Trustful Robot Business Cards

Trustful Robot aka Patrick Morrissey | Digital Shamanism

I'm Patrick Morrissey and, for over 20 years, I have provided development services across the full stack. I've also, at times, served as a content author as well as a liaison with website clients. As such, I feel that I have a deep sensitivity to the entire spectrum of perspectives of those involved in the complete life-cycle of a website.

I seek to create web experiences that are not only elegant for users and content authors but also a delight with which to work for fellow developers, based on a rock-solid foundational knowledge of semantic HTML, CSS, and Javascript.

I am a voracious and insatiable learner, constantly searching for increasingly optimal paths and revolutionary insights.

Technology

My current preferred tech stack:

  • Svelte, Sveltekit, and TypeScript for framework and interactivity
  • Tailwind for styling
  • Shopify for e-commerce
  • Prismic for content management
  • WordPress for blogging
  • Netlify for hosting
  • AWS for cloud computing

I'm currently learning:

I've worked with many technologies and systems over the years and am expanding into:

  • High-quality audio projects using WebAssembly generated with Cycling74's RNBO
  • Interactive 3D with ThreeJS
  • Web Animations API with Motion One
  • Generative 3D with Houdini
  • 3D rendering in Octane

Work

  • Pepsico Design + Innovation

    Fully-custom Drupal development

  • ByHeart

    Fully-custom Shopify development

  • Lokai

    Fully-custom Shopify development

  • Neighborhood Goods

    Fully-custom Shopify development

  • Health-Ade

    Fully-custom Shopify development

  • Super Coffee

    Fully-custom Shopify development

  • Link-Belt Excavators

    Fully-custom WordPress development with personalized content builder

  • Virginia Spirits Association

    Fully-custom WordPress and Google Maps development

  • Fractal Static

    Web Audio application that recreates a legacy CSound patch using Svelte to host a custom RNBO WASM audio component

  • Windmill Air

    Fully-custom Shopify development

  • Nori Hall Photography

    Gatsby and React development with content management in Prismic

  • Granulata

    Website to accompany exhibit at The 2020 Music, Art, and Technology Fair at Georgia Tech

Contact

Origin Story

So what exactly does Trustful Robot mean and from where did the name come?

For the meaning, I'll leave you to decide for yourself what it could mean but, as for its conception, it emerged from an agency talk that I was leading on computational creativity.
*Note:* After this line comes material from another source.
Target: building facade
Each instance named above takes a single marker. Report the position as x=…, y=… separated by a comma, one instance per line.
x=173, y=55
I spoke of what actually constitutes "creativity" from a computer or scientist's perspective and provided examples of specific methods and procedures that allow one to collaborate with Chance. As a final group exercise, we all created our own fold-in prose experiments (instructions below) in order to generate a new WiFi password for the office. "Trustful Robot" was the phrase that we collectively manifested and I began to really like it as an abstract idea.

You can view the slides that accompanied my talk in this PDF:

the_unseen_collaborator.pdf

Instructions for generating your own cut-up/fold-in experiments:

  1. Choose 2-3 text sources (anything written - novels, technical manuals, journal entries, news articles, advertisements, total gibberish, etc). I enjoy trying to make these as wildly different from one another as possible but you're the mastermind here - play by your own rules.
  2. Take a single piece of paper and fold it into as many equal columns as you have text sources. Lined paper will help but isn't required.
  3. Find sections from each text source that you would like to "sample" and then, one source per page column, begin transcribing each source passage onto your folded paper by hand. The more source text you have for each column, the more raw material you are adding in to the machine to be processed.
  4. Unfold your paper after you have finished transcribing your single source texts and then read across the page as you would normally. You will mostly get a bunch of garbage, garbled nonsense out but, if you're willing to sift through the results, I've found that I almost always generate something interesting and curious and new with this process. Be open-minded to delight and wonder.